In 1915 he became a member of the IRB Supreme Council, and was appointed to the Military Council that planned the Easter rising.
During Easter week his battalion held the South Dublin Union and its outposts. The Union saw some of the insurrection's bloodiest fighting. He was court-martialled at Richmond Barracks (3–4 May) and was executed on 8 May 1916 by firing squad in Kilmainham Jail.
Artist: O Murchadha, Domhnall
1961 Bronze H: 65 x W: 34
Commissioned by the State, 1961 ART01167
On 19 June, 1953 the Government instructed the Department of Finance to arrange with the Office of Public Works to have two bronze castings of Eamonn Ceannt made for Leinster House and the National Gallery of Ireland. In 1958 after consultation with the Department of Finance and the National Gallery of Ireland, a selection of sculptors were asked to submit designs. The sculptor john D Bourke was commissioned on 14 June, 1958. On 7 may, 1960 Bourke informed the Office of Public Works that he was unable to complete the work. In October, 1961, two bronze busts of Eamonn Ceannt were completed. The bust was exhibited at the 1961 Oireachtas Art Exhibition. One of the busts was presented to the National Gallery in 5 April, 1963, the other was placed in the Dáil Chamber in July, 1963.
James Connolly (1868 - 1916)
James Connolly, socialist and revolutionary leader, was born in Cowgate, Edinburgh, on 5 June 1868. He attended St Patrick's Catholic Primary School in Cowgate until 1878.
Artist: Murphy, Seamus
|Joseph Plunkett (1887- 1916)
Joseph Mary Plunkett (1887–1916), poet, journalist, and revolutionary, was born 21 November 1887 at 26 Upper Fitzwilliam Street, Dublin.
Following Catholic University School, Leeson St., he briefly attended a Marist school in Paris before Belvedere College, and also had private home tutors. He studied Philosophy for two years at the Jesuits’ Stonyhurst College, Lancashire.
Plunkett joined the Irish Volunteers in 1913 and was elected to the Provisional Committee. In December 1914 he was appointed as Director of Military Operations with the rank of Commandant.
He utilised the Irish Review to propagandise for the Irish Volunteers. Inducted into the Irish Republican Brotherhood (IRB), Plunkett became the chief strategist in the planning for the Rising.
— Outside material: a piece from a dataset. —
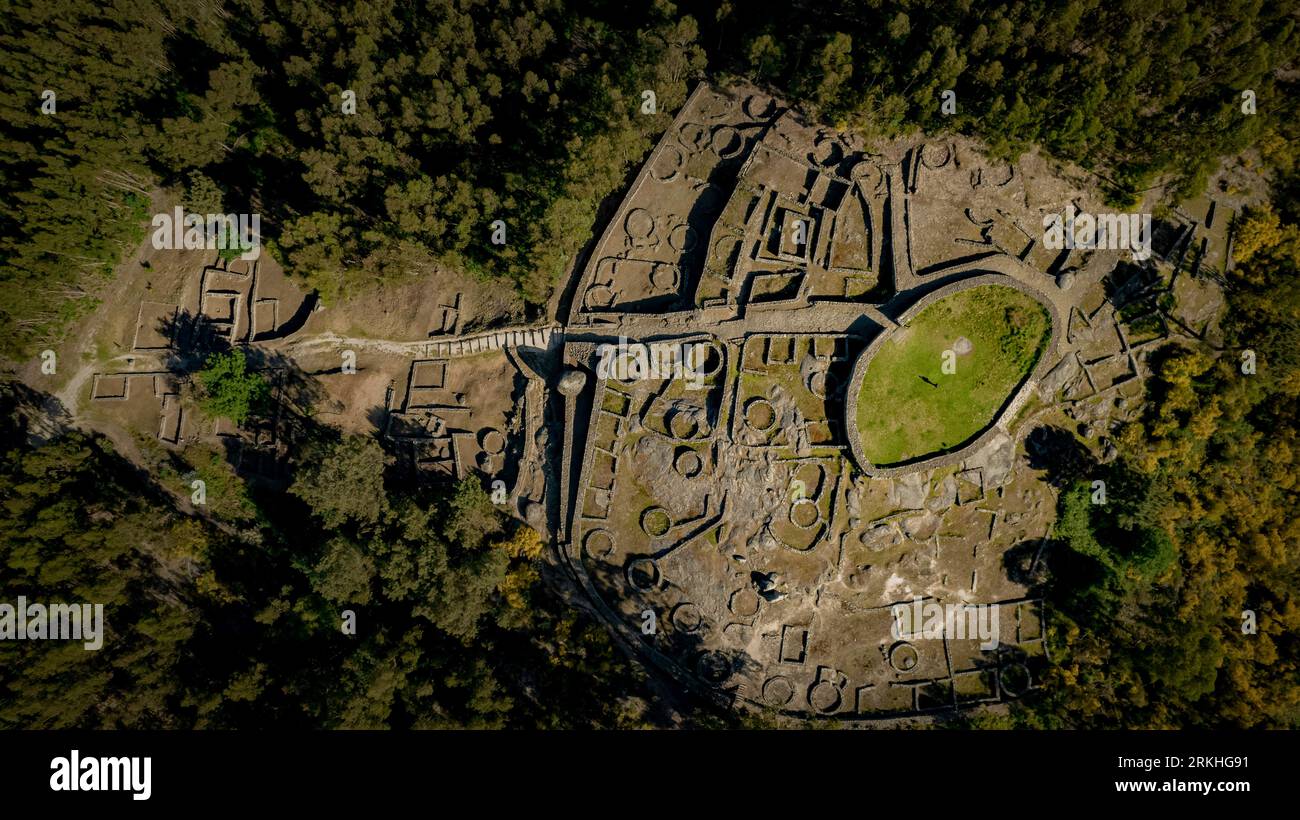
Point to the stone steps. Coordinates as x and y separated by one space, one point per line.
492 341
As a member of the Military Council he signed the Proclamation of the Republic and served on the Provisional Government. During the Rising, he served with the headquarters garrison in the GPO.
On the evening of 3 May, hours before his execution, Plunkett married Grace Gifford in the chapel of Kilmainham Jail. Plunkett was executed by firing squad on 4 May 1916.
Artist: Grant, Peter
1958 Bronze H: 54 x W: 54 ART01166
On the 6 May, 1958 the Office of Public Works commissioned the sculptor Peter Grant to execute the bust of Joseph Plunkett. In September 1959 the clay model was approved by the Government. In November, 1959, Morris Singer Ltd. completed two bronze castings. One bronze cast was presented to the National Gallery of Ireland on the 5 April, 1963; the other bronze cast was placed in the Dáil Chamber in July, 1963. In 1966, Grant received permission from the Office of Public Works to take a third casting for Belvedere College, Dublin.